Here's some easy boat shopping criteria....
Needs an engine = Rule it out
Has a Volvo = Rule it out
Needs deck work = Rule it out
Needs a keel re-set = Rule it out
I have many more I personally follow but the above four are ones I steer people on when asked. I am dead serious about the Volvo thing too...
As usual, Maine offers good advice. The price of Volvo parts rules them out to me. back in the 90's I spoke to the Volvo dealer at the boat show about parts prices. 0.30 over pistons for a small 4 cyl. were $500 EACH
back then, when the whole engine was about $10K new. Outrageous and a clear explanation of why Volvo lost the small boat market that they once "owned".
By way of comparison, a set of 8 high performance 0.30 over pistons for a Chevy engine cost me $175 at about the same time.
Saildrives are also a deal killer. A keel re-set isn't that big a deal although it requires heavy equipment and takes time. I'd do it again if the price was right.
An engine is a far more complex decision. If it's rebuildable and you can do the rebuild yourself over the winter, it can be an extremely satisfying experience. You can get a new engine and better yet - a new engine compartment
for not much money. Doing an A4 particularly is a job any mechanically inclined person is capable of. A big 4 cyl. diesel is another matter but still doable, particularly if you know an experienced person who will babysit you through it.
Swapping in like for like is fairly simple but time consuming - I did this with a one lung Yanmar (YSE8 out & YSM8 in for those in the know) and it took 5 weeks of spare time.
Swapping in a different engine can be a nightmare, particularly if you have "typical" sailboat access conditions. For boats with good access, like under the main cabin sole or table, it can be no more trouble than a "like for like" swap but in a boat where the engine was installed under the cockpit before the deck went on? Fugeddabatit.
As an example - My first engine swap was in a car. It was a chevy engine into a Buick wagon. Versions of that model came with both so I was able to use factory parts for most things but it was still a huge PITA. The accessories like starter, fuel pump, alternator etc. were on opposite sides so the wiring, fuel lines and so forth had to be custom made. The flex plate and torque converter used different bolt patterns, luckily the transmission had Chevy and Buick bolt patterns so it bolted up but otherwise? New trans.
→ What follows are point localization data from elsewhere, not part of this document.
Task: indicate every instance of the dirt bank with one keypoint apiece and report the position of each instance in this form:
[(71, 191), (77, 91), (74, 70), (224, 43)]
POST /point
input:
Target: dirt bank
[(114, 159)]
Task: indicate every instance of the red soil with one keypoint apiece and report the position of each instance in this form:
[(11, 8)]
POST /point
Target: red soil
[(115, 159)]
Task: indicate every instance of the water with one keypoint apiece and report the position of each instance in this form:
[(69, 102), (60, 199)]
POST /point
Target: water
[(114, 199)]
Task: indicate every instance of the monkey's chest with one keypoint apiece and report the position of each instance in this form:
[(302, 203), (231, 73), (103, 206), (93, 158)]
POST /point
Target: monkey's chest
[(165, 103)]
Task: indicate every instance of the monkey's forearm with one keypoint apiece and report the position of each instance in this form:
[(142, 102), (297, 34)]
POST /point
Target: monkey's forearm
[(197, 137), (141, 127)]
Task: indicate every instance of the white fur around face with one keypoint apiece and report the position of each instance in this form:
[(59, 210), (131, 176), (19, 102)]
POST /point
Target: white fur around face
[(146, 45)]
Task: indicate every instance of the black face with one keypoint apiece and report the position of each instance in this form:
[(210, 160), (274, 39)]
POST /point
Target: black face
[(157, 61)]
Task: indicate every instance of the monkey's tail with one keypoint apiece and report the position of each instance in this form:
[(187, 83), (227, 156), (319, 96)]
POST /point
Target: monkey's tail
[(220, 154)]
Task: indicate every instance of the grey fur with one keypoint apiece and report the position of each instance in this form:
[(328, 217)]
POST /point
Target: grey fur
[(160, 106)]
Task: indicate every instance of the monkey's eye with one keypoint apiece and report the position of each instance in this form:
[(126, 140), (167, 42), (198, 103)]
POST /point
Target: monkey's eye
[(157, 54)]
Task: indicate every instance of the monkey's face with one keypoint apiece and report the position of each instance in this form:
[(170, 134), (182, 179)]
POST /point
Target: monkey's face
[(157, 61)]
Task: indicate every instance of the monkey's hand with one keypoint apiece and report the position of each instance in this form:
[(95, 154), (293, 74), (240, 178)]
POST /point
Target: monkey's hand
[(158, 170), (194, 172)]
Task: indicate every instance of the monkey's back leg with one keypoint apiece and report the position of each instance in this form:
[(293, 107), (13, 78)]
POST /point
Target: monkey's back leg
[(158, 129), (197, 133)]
It took all my spare time for two weeks in a hoist equipped shop to complete. Doing it or something similar in a typical sailboat doesn't bear thinking about.
Note: all the above is predicated on the owner enjoying serious boat work. If you only want to go sailing, ignore it and listen to Maine.
As to horsepower requirements - Skenes has a very detailed calculation for determining these, but it's old and probably doesn't meet modern requirements. In the G.O.D.'s, two ponies per ton was the rule of thumb. In the 70's that increased to four per ton and now, with big alternators and all the modern electrical req's I think five per ton would be more like it, even though the boats are slipperier and the props are better.
Incidentally, continuous rated shaft horses is the standard for this comparison in my experience, not max output or "at the prop" or any other method. As long as it's like for like, the comparison is valid.